From the APA Science Student Council

Making a Difference Through Service

This article sheds light on how to get involved in service, the difference you can make, and the benefits of becoming more service-oriented.

The Science Student Council is a group of nine graduate students who spend a couple of weekends a year with the Science staff, advising on programs and activities that would benefit graduate students in psychological science. In this column, the students will present useful information that other graduate students need to know! Visit the Science Student Council to learn more about the activities of the SSC.
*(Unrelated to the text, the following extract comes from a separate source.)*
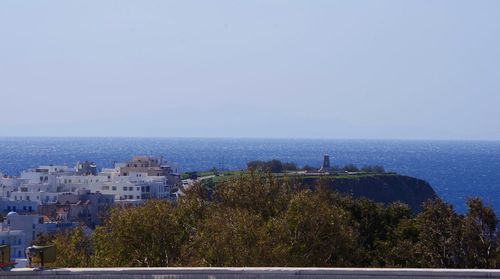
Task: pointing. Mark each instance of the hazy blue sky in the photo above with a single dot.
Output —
(335, 69)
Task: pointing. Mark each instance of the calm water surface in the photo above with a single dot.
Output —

Making a Difference Through Service
by Suzanne L. Dean
 

Many of us entered the field of psychology with starry-eyed ambitions of making a difference in the world. Unfortunately, this goal often takes a backseat to the everyday challenges we face as graduate students. The importance of this goal, however, warrants moving it up on your priority list. Not only are there numerous outlets in which you can make a difference through service, there are multiple reasons to participate in service activities. This article sheds light on how to get involved in service, the difference you can make, and the benefits of becoming more service-oriented.
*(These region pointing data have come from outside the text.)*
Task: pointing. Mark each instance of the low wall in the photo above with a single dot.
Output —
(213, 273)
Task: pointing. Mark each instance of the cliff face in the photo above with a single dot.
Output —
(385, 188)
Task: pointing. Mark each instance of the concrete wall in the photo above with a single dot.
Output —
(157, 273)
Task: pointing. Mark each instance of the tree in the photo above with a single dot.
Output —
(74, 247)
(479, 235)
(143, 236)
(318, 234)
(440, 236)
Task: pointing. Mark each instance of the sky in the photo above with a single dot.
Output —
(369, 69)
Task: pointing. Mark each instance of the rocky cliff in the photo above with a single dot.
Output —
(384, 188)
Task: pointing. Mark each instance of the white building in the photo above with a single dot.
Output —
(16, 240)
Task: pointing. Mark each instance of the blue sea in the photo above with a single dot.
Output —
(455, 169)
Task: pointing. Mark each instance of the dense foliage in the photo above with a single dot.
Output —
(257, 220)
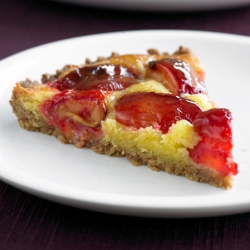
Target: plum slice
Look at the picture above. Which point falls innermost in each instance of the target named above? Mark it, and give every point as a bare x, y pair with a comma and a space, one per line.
106, 77
176, 75
77, 115
141, 109
215, 148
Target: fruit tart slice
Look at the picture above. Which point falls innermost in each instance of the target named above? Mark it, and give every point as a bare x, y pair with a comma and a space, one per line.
153, 108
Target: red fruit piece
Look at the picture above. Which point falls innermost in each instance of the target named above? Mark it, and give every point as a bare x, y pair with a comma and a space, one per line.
100, 77
215, 148
140, 110
76, 114
176, 75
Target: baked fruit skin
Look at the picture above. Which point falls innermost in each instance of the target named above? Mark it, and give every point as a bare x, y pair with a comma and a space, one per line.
153, 108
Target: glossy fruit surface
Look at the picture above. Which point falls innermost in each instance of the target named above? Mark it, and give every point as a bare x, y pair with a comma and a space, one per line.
100, 77
215, 148
141, 109
76, 114
176, 75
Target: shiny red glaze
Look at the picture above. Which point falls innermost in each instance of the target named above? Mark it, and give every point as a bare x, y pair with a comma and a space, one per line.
76, 114
140, 110
215, 148
100, 77
176, 75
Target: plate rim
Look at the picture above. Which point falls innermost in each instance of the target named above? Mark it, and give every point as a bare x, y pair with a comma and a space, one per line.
133, 209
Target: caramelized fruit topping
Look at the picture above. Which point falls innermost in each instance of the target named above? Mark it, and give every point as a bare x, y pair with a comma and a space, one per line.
102, 77
215, 148
72, 111
141, 109
176, 75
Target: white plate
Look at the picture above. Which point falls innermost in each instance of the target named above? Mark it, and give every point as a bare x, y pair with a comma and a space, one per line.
162, 5
41, 165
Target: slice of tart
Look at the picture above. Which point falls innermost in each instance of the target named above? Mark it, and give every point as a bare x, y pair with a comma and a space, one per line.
153, 108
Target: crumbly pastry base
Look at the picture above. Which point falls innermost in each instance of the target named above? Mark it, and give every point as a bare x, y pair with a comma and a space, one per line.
33, 121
How do I get involved in service?

You can begin by becoming more involved in your field-specific professional organization or joining a civic organization such as the Rotary Club, Kiwanis, or Soroptimist. Find out about volunteer opportunities or service organizations in your area through peers, the internet, or your local newspaper. In addition, many universities have institutions devoted to matching students with service opportunities. With a little research on your part, you can find volunteer work that coalesces with your research interests. For example, if you are a health psychologist, you can teach people about healthy food choices or exercise programs; if you are in educational psychology, you can tutor at a local school or volunteer at a boys and girls club. Service can also be in the form of public education via speaking at local schools, community organizations, or businesses. If public speaking is not for you, contribute to your psychological association newsletter or local newspaper.

Is my involvement in service really making a difference?
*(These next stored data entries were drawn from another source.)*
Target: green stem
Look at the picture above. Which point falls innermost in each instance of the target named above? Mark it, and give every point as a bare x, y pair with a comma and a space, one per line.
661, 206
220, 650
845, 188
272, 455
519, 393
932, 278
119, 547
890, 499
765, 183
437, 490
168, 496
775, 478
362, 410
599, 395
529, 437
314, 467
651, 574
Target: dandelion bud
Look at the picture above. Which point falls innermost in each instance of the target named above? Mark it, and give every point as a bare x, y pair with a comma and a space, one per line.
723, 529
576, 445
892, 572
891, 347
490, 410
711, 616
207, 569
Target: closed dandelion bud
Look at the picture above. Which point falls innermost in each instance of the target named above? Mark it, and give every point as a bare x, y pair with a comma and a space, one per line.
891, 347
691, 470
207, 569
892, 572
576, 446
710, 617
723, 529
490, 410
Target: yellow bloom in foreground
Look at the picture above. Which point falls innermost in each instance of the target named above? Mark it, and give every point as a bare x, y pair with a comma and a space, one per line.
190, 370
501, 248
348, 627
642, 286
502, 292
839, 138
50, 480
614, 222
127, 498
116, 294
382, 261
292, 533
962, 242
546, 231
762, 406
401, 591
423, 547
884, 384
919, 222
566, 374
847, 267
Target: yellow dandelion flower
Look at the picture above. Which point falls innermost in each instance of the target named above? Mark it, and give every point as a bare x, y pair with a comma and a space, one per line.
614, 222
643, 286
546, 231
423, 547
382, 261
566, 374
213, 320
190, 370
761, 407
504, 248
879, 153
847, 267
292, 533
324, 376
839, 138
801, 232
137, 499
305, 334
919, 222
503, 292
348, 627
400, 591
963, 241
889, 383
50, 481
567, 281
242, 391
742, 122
The answer to this question is a resounding YES! People just like you in civic organizations across the nation have provided support to the abused, fed the hungry, promoted literacy, and educated the masses. In fact, APA offers a wealth of opportunities for civic engagement ranging from HIV prevention to the Decade of Behavior project, which translates research findings into public policy (visit www.apa.org/ed/slce/home.html for more information about service opportunities). There are also many opportunities for civic engagement outside of APA. For example, the Rotary Club has a program called First Harvest in which they rescue farmers’ surplus produce that would otherwise go to waste and provide it to the hungry. More than 120 million pounds of fruits and vegetables have been contributed to date.

What are the benefits of being involved in service?

Service work can be both personally and professionally fulfilling. Moreover, many service-oriented organizations are rousing environments that can be a welcome reprieve from the isolated lab. Service work can be a challenging experience that opens your eyes to unmet needs in your community or various market trends. In addition, such opportunities can help shape career and research paths. Lastly, service organizations are a great place to network and make new friends.

Participating in service activities can be a truly rewarding experience. In addition to providing much needed services to the community, you will also be raising the visibility of psychology by being involved. In short, don’t throw away those starry-eyed ambitions of making a difference in the world --make those ambitions come to life through service in your community.